I was pleased that the 2015 Everybody Walk National Summit integrated health equity as the central theme (or maybe we should say “walking equity”). Notable national leaders addressed equity head-on, including Surgeon General Dr. Vivek Murthy, Dr. Robert Bullard, Ron Sims and Tyler Norris. They challenged health and walking advocates to focus where the greatest inequities happen: in low-income neighborhoods and communities of color. Regionally, people in the Southeast suffer the most for nearly every health and social indicator.
This year’s meeting highlighted Vision Zero as a new movement within the broader healthy communities movement. Originating from Sweden, Vision Zero found its first U.S. home in New York City, with the goal of zero pedestrian deaths. As part of a sweeping legislative agenda increasing speeding penalties for dangerous drivers, NYC’s Vision Zero Action Plan calls for lowering speed limits city-wide, increasing enforcement, public outreach and new street designs.
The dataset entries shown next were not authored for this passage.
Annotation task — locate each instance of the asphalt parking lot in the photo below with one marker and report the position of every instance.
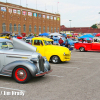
(78, 79)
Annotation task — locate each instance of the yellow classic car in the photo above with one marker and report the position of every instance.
(53, 53)
(4, 35)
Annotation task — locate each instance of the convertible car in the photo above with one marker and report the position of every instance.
(21, 61)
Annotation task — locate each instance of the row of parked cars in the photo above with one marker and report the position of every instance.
(23, 61)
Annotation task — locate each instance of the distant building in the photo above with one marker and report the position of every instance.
(18, 19)
(98, 25)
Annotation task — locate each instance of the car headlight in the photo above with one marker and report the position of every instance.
(64, 54)
(45, 59)
(35, 60)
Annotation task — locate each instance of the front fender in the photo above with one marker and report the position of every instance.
(8, 69)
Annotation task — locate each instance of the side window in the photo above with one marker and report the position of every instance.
(38, 42)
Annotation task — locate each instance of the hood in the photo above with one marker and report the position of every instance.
(57, 48)
(18, 52)
(20, 44)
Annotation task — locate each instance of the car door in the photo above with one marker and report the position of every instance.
(2, 55)
(40, 46)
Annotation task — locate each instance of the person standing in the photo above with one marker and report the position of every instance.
(61, 41)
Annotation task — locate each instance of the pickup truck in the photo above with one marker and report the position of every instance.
(94, 46)
(53, 53)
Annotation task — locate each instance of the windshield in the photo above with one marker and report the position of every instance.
(47, 42)
(4, 45)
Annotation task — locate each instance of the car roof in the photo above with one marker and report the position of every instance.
(42, 38)
(4, 40)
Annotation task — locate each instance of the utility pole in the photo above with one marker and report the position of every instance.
(70, 25)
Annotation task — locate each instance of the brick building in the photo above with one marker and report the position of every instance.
(18, 19)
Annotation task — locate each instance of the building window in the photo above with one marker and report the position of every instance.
(3, 27)
(35, 28)
(10, 27)
(30, 28)
(39, 29)
(55, 29)
(51, 30)
(48, 29)
(24, 28)
(15, 28)
(58, 29)
(44, 29)
(19, 28)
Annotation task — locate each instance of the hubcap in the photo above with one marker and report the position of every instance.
(21, 74)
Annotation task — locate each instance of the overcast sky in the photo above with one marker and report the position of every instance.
(83, 13)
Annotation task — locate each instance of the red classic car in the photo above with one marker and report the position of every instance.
(94, 46)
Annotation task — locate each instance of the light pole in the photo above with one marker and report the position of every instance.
(70, 25)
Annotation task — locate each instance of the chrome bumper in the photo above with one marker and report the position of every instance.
(43, 73)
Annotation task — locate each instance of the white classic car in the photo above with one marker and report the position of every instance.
(20, 61)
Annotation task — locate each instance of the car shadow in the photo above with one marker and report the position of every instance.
(6, 79)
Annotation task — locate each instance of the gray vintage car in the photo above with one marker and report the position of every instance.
(20, 61)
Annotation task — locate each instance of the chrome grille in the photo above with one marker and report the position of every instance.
(41, 64)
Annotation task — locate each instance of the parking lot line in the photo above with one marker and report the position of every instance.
(67, 67)
(12, 89)
(56, 75)
(81, 61)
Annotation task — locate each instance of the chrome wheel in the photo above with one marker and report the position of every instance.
(55, 59)
(21, 74)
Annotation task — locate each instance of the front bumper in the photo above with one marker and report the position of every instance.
(43, 73)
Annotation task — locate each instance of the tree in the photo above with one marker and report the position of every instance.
(94, 26)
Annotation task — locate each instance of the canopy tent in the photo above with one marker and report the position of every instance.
(87, 36)
(44, 34)
(55, 34)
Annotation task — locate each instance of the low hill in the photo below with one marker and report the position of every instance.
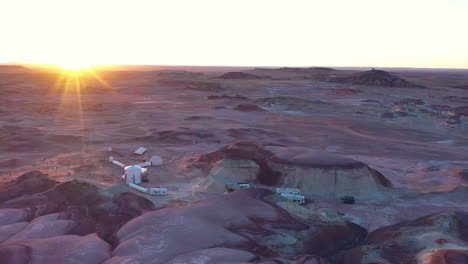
(239, 75)
(13, 69)
(376, 78)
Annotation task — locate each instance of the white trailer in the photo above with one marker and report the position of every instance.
(299, 199)
(138, 188)
(158, 191)
(245, 186)
(140, 150)
(288, 191)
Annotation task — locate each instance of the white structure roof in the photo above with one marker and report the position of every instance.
(140, 150)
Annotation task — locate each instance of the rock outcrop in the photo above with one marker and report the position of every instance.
(314, 172)
(241, 220)
(288, 103)
(440, 238)
(239, 75)
(44, 221)
(376, 78)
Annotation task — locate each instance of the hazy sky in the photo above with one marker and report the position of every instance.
(408, 33)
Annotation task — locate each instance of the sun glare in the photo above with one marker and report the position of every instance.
(74, 66)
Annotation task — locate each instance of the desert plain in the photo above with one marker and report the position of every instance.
(395, 139)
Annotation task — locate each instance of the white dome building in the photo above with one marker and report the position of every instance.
(133, 174)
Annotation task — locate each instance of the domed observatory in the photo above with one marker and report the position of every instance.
(133, 174)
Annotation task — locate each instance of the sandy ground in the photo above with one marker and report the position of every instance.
(67, 135)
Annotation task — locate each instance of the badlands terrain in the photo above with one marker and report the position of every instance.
(394, 139)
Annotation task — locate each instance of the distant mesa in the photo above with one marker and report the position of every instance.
(376, 78)
(314, 172)
(409, 101)
(13, 69)
(239, 75)
(178, 73)
(462, 110)
(288, 103)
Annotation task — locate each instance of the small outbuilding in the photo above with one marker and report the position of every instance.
(299, 199)
(158, 191)
(133, 174)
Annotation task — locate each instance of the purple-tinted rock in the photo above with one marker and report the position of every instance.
(238, 220)
(248, 108)
(10, 216)
(29, 183)
(434, 239)
(10, 230)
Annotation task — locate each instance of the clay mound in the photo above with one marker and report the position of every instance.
(239, 75)
(376, 78)
(434, 239)
(314, 172)
(192, 85)
(235, 97)
(178, 74)
(241, 221)
(462, 111)
(409, 101)
(461, 86)
(288, 103)
(249, 108)
(77, 206)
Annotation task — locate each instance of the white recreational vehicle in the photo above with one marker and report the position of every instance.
(299, 199)
(288, 191)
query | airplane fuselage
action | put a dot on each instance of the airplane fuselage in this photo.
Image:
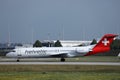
(43, 52)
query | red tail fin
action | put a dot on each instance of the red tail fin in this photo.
(103, 45)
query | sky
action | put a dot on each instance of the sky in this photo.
(25, 21)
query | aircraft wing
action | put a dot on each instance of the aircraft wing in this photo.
(59, 55)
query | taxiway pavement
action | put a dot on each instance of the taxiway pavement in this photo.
(60, 63)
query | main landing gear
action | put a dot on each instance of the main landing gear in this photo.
(18, 60)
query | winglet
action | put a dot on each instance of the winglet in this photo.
(103, 45)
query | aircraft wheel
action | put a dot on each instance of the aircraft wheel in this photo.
(62, 60)
(18, 60)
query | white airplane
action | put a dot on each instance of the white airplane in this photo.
(119, 55)
(63, 52)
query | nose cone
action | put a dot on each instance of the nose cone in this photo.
(11, 54)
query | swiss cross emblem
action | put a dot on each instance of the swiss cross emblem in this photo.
(105, 41)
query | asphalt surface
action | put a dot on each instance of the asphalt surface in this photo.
(60, 63)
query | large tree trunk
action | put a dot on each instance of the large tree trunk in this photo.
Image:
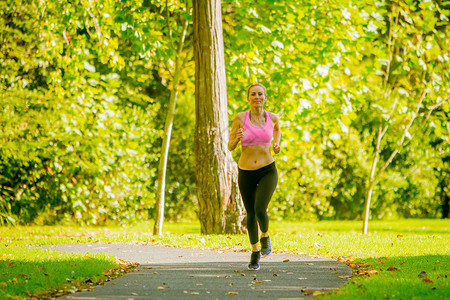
(220, 209)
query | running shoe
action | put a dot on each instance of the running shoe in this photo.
(254, 261)
(266, 248)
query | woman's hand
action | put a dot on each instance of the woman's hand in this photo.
(276, 148)
(239, 134)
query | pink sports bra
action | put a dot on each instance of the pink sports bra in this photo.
(254, 135)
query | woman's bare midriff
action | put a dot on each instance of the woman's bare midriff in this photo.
(254, 157)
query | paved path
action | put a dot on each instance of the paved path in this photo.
(175, 273)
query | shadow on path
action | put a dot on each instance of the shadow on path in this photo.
(175, 273)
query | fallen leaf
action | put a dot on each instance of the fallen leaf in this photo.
(316, 293)
(427, 280)
(422, 274)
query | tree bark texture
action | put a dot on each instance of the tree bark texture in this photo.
(220, 208)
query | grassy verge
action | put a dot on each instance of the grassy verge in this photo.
(406, 259)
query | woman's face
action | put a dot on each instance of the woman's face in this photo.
(257, 96)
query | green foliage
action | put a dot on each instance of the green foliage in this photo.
(85, 87)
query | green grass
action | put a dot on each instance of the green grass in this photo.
(28, 272)
(406, 248)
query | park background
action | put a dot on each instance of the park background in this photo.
(91, 89)
(361, 87)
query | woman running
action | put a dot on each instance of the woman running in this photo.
(258, 175)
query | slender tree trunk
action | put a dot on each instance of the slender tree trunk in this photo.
(160, 193)
(220, 209)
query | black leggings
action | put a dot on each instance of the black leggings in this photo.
(257, 187)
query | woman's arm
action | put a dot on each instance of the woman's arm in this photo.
(276, 133)
(236, 133)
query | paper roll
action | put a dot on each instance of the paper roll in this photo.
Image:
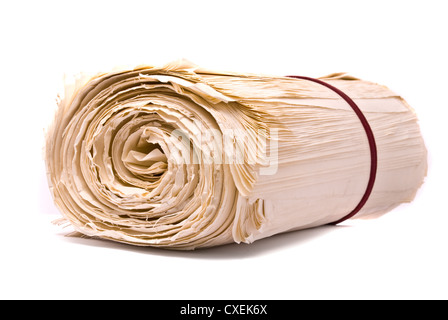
(182, 157)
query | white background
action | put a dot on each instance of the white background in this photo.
(401, 44)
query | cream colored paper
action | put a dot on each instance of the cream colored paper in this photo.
(182, 157)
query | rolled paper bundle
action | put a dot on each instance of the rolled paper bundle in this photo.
(182, 157)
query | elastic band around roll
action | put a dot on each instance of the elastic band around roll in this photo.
(370, 138)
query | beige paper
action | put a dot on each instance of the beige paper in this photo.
(182, 157)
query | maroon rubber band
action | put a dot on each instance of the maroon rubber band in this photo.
(370, 138)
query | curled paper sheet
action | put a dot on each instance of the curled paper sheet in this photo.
(182, 157)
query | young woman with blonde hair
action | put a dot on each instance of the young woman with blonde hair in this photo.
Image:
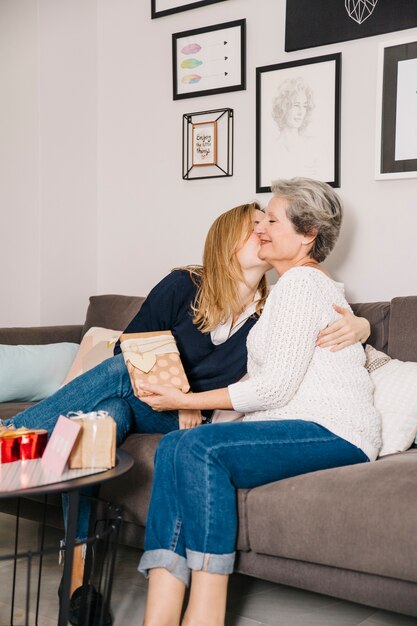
(210, 310)
(305, 409)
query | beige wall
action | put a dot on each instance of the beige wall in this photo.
(48, 160)
(91, 194)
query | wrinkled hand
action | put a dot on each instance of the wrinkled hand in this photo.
(189, 418)
(344, 332)
(162, 397)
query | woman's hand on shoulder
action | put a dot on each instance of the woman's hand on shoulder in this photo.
(346, 331)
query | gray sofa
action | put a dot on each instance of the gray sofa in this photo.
(348, 532)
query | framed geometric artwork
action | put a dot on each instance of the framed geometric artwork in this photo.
(311, 23)
(209, 60)
(298, 121)
(160, 8)
(207, 144)
(396, 132)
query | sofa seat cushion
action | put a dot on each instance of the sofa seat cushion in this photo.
(361, 517)
(133, 491)
(10, 409)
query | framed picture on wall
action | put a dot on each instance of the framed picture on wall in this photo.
(209, 60)
(298, 120)
(312, 23)
(160, 8)
(396, 133)
(207, 144)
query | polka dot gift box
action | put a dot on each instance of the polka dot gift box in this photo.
(153, 358)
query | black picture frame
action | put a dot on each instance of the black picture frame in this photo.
(196, 4)
(289, 141)
(215, 160)
(396, 136)
(212, 57)
(311, 23)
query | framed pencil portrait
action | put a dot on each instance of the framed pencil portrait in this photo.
(396, 132)
(160, 8)
(209, 60)
(298, 121)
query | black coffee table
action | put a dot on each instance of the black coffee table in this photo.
(73, 483)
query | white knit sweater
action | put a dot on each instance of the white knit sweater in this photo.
(290, 378)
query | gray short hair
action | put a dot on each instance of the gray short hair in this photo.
(312, 205)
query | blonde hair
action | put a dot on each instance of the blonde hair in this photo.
(217, 295)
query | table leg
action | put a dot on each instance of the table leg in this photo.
(73, 502)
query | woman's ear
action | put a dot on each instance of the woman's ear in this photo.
(310, 237)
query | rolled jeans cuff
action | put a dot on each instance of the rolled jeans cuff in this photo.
(169, 560)
(212, 563)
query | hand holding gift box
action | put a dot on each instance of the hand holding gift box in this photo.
(153, 358)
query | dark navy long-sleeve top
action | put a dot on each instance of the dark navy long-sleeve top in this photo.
(207, 366)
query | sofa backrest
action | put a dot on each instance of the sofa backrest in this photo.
(378, 315)
(111, 311)
(402, 338)
(394, 326)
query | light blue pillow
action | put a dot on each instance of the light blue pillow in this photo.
(32, 373)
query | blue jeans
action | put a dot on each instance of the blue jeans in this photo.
(106, 387)
(192, 519)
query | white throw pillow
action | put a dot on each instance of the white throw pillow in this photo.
(395, 397)
(96, 346)
(32, 373)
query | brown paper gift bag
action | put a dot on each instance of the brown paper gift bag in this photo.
(154, 358)
(95, 446)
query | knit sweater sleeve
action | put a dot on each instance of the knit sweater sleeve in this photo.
(282, 346)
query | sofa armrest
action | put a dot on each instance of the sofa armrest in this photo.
(38, 335)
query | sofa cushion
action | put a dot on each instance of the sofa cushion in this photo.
(96, 346)
(378, 315)
(10, 409)
(31, 373)
(111, 311)
(361, 517)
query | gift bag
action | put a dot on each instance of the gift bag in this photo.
(95, 446)
(153, 358)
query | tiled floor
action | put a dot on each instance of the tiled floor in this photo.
(252, 602)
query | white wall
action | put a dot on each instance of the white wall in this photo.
(48, 160)
(91, 194)
(163, 219)
(19, 202)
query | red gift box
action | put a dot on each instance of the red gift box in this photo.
(22, 444)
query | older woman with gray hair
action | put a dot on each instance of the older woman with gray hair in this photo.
(305, 409)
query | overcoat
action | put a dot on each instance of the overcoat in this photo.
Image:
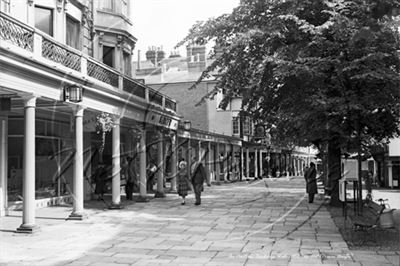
(311, 179)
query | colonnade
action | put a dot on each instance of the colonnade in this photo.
(29, 161)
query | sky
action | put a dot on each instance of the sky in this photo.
(166, 22)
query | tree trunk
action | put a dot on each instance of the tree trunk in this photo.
(334, 171)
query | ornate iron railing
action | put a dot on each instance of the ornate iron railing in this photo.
(15, 33)
(134, 88)
(21, 35)
(59, 54)
(101, 73)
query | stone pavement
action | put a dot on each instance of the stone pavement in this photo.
(265, 222)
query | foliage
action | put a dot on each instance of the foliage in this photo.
(314, 70)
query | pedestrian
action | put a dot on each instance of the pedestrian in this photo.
(368, 185)
(183, 180)
(100, 180)
(311, 182)
(131, 178)
(197, 178)
(151, 173)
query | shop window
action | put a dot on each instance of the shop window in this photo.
(44, 19)
(246, 126)
(73, 33)
(108, 56)
(5, 6)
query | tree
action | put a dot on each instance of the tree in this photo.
(322, 72)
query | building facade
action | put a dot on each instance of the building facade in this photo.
(254, 156)
(68, 103)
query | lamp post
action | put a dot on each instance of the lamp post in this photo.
(73, 94)
(187, 125)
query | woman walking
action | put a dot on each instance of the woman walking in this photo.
(183, 180)
(311, 181)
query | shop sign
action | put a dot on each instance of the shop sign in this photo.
(162, 120)
(89, 122)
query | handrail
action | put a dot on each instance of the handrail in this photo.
(24, 36)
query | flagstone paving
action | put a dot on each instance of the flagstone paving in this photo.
(265, 222)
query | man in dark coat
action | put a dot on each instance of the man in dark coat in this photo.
(311, 181)
(198, 177)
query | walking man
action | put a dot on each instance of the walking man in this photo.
(198, 177)
(311, 181)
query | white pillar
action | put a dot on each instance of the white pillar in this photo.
(189, 158)
(255, 164)
(241, 163)
(160, 163)
(116, 165)
(3, 164)
(261, 164)
(390, 174)
(174, 162)
(28, 184)
(218, 167)
(30, 14)
(226, 162)
(208, 163)
(143, 176)
(247, 163)
(77, 210)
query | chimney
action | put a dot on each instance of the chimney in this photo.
(196, 57)
(151, 55)
(138, 66)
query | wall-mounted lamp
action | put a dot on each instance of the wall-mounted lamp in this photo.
(187, 125)
(73, 94)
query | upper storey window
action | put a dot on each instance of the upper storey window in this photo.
(108, 56)
(73, 33)
(5, 6)
(44, 19)
(115, 6)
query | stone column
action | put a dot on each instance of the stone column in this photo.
(3, 164)
(208, 163)
(390, 174)
(255, 164)
(247, 163)
(160, 166)
(174, 162)
(31, 13)
(142, 167)
(261, 164)
(241, 163)
(28, 182)
(116, 166)
(189, 158)
(226, 162)
(77, 210)
(218, 166)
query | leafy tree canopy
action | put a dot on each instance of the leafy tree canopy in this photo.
(313, 70)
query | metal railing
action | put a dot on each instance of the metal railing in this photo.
(19, 34)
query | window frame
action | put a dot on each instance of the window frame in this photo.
(112, 55)
(5, 6)
(51, 24)
(236, 125)
(78, 24)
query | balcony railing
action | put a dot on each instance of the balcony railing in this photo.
(16, 33)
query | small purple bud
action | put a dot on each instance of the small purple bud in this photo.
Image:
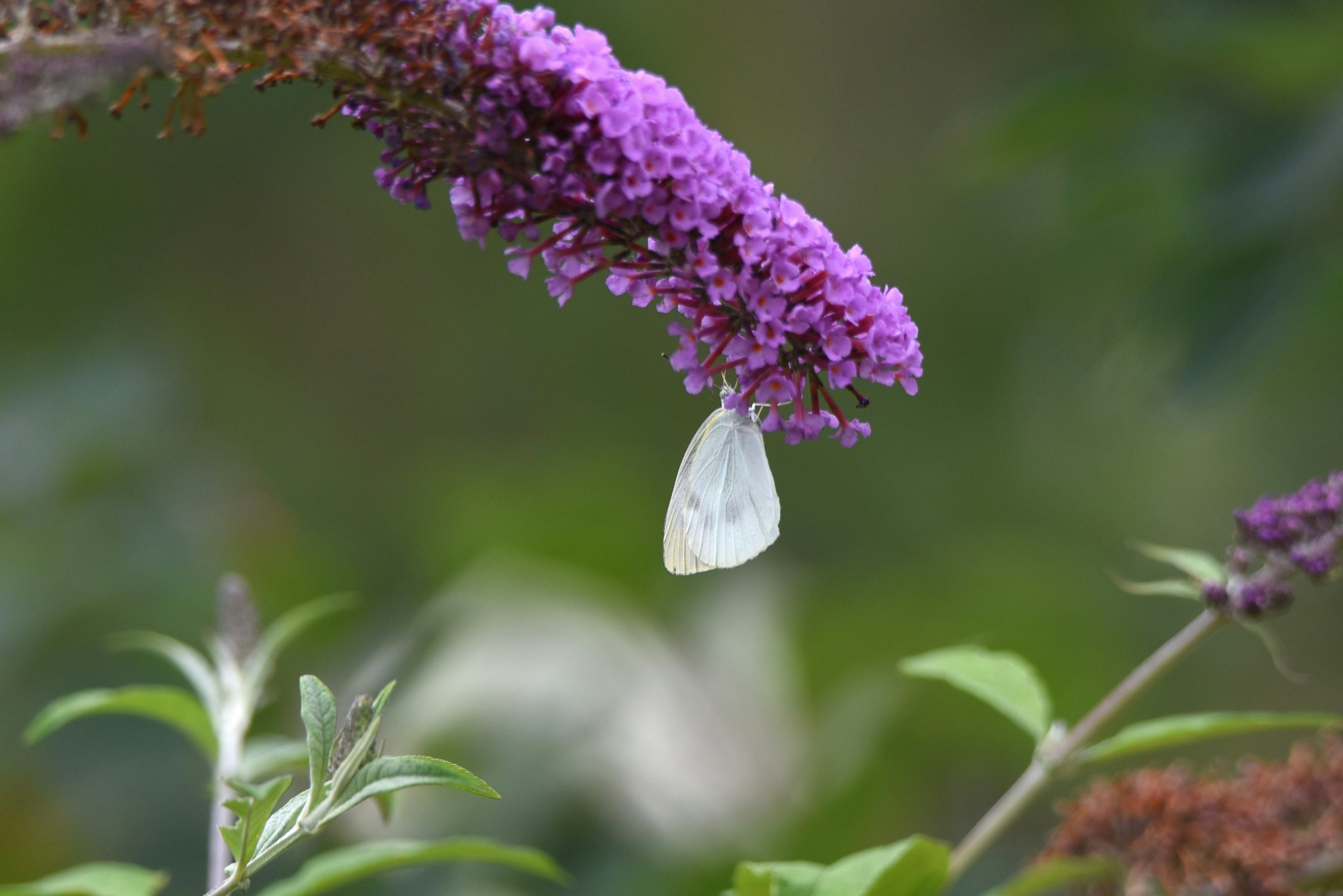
(1215, 594)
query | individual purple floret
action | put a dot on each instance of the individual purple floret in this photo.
(546, 137)
(1295, 532)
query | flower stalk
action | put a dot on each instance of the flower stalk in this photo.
(1053, 758)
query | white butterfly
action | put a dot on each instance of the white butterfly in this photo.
(724, 510)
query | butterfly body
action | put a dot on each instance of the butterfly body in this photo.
(724, 507)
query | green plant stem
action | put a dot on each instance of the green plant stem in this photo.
(258, 862)
(226, 768)
(1053, 757)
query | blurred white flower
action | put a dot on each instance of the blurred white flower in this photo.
(691, 746)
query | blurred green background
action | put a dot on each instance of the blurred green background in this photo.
(1116, 222)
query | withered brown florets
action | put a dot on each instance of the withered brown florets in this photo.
(1256, 833)
(206, 45)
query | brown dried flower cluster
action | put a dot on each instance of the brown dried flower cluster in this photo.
(1256, 833)
(205, 45)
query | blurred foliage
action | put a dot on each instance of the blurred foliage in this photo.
(1116, 222)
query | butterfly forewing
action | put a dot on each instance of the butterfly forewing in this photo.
(724, 507)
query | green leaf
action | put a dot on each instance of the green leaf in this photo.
(1002, 680)
(94, 879)
(1165, 589)
(1059, 874)
(914, 867)
(190, 661)
(386, 774)
(280, 633)
(1204, 567)
(267, 755)
(174, 707)
(348, 864)
(1172, 731)
(319, 714)
(253, 805)
(381, 700)
(775, 879)
(281, 821)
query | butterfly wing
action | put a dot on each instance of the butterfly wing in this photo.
(724, 507)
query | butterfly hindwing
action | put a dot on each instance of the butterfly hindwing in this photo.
(724, 508)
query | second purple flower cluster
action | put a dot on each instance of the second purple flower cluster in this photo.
(1278, 538)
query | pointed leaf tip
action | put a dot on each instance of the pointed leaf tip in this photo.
(1002, 680)
(1199, 565)
(174, 707)
(93, 879)
(1060, 874)
(344, 866)
(914, 867)
(1173, 731)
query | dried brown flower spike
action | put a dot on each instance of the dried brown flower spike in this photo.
(1256, 833)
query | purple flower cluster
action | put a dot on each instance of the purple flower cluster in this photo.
(1295, 532)
(540, 128)
(1303, 526)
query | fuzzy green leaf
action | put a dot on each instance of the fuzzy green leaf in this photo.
(253, 805)
(383, 696)
(94, 879)
(319, 714)
(1172, 731)
(280, 633)
(1199, 565)
(1060, 874)
(1165, 588)
(914, 867)
(1002, 680)
(281, 821)
(775, 879)
(348, 864)
(190, 661)
(174, 707)
(267, 755)
(387, 774)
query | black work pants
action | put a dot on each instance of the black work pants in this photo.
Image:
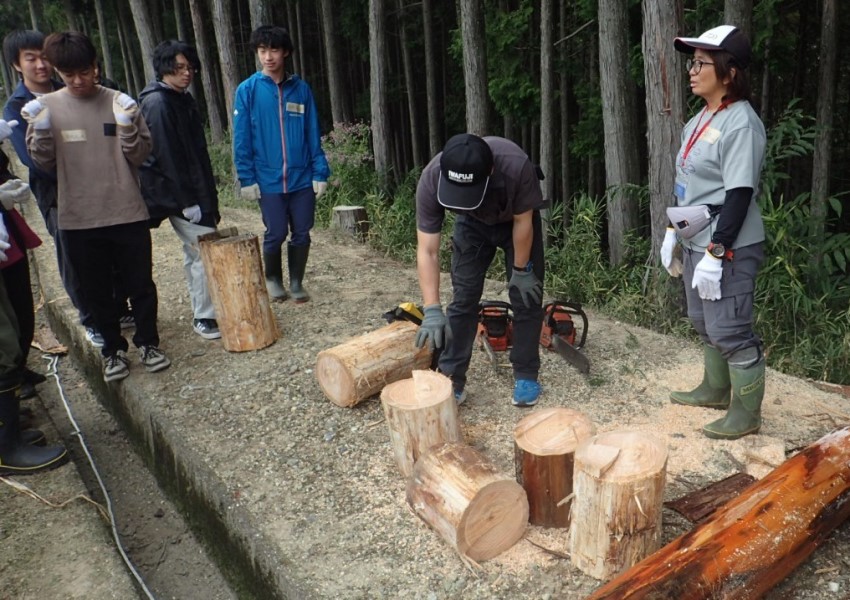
(474, 246)
(127, 247)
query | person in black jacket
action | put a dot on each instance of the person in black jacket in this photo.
(177, 178)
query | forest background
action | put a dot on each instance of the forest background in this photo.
(594, 92)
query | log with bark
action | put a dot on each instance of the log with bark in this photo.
(421, 412)
(544, 446)
(360, 367)
(238, 290)
(461, 494)
(753, 542)
(618, 484)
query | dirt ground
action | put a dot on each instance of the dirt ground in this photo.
(321, 481)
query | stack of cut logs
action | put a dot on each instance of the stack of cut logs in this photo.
(606, 489)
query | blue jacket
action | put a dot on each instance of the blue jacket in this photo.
(265, 112)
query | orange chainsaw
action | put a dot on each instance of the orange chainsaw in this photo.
(559, 332)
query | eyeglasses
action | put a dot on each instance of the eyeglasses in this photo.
(695, 65)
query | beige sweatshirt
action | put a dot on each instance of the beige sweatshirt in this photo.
(95, 160)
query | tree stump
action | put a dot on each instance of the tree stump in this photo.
(459, 493)
(238, 290)
(618, 484)
(421, 412)
(351, 219)
(362, 366)
(544, 444)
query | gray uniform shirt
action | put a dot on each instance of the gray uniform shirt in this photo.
(727, 154)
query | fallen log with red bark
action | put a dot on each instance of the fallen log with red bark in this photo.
(753, 542)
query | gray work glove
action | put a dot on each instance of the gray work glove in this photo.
(435, 329)
(529, 287)
(192, 213)
(14, 190)
(250, 192)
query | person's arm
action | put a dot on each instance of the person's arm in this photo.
(428, 266)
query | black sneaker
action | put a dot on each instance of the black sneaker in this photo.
(116, 366)
(206, 328)
(154, 359)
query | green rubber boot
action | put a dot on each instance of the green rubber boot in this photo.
(715, 388)
(744, 414)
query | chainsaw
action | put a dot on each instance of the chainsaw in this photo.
(495, 328)
(559, 332)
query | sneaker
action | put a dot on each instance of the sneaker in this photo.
(206, 328)
(116, 366)
(154, 359)
(94, 337)
(526, 392)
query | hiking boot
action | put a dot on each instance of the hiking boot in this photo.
(206, 328)
(116, 366)
(94, 337)
(154, 359)
(526, 392)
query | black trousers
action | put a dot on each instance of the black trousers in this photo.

This new emphasis complements the NYC Department of Transportation (DOT)’s Safe Streets for Seniors initiative, which identifies “senior pedestrian focus areas” based on the locations of injuries and fatalities among people over 65. In essence, the DOT is identifying areas of safety inequities for its most vulnerable residents. The city views pedestrian conditions in these neighborhoods “from a senior’s perspective,” which can result in extending pedestrian crossing times at crosswalks to accommodate slower walking speeds, constructing pedestrian safety islands, widening curbs and medians, narrowing roadways and installing new stop controls and signals.
AARP also had a strong presence at the Everybody Walk Summit. In the past, it has effectively promoted Complete Streets as a planning and policy framework for transportation planners and other decision makers. AARP’s 2014 toolkit, Complete Streets in the Southeast, focuses attention where walking and other inequities are more urgent. For additional resources, check out AARP’s Age-Friendly network and Livable Communities space online as well as a new Livability Index. Use the index to rate your own community across a broad set of issues that are critical to quality of life, including transportation, housing, health and social engagement.
Community advocates, planners, engineers and elected officials must work for—and with—residents who are most vulnerable, who have the greatest need for safe streets and the most to gain from more walking.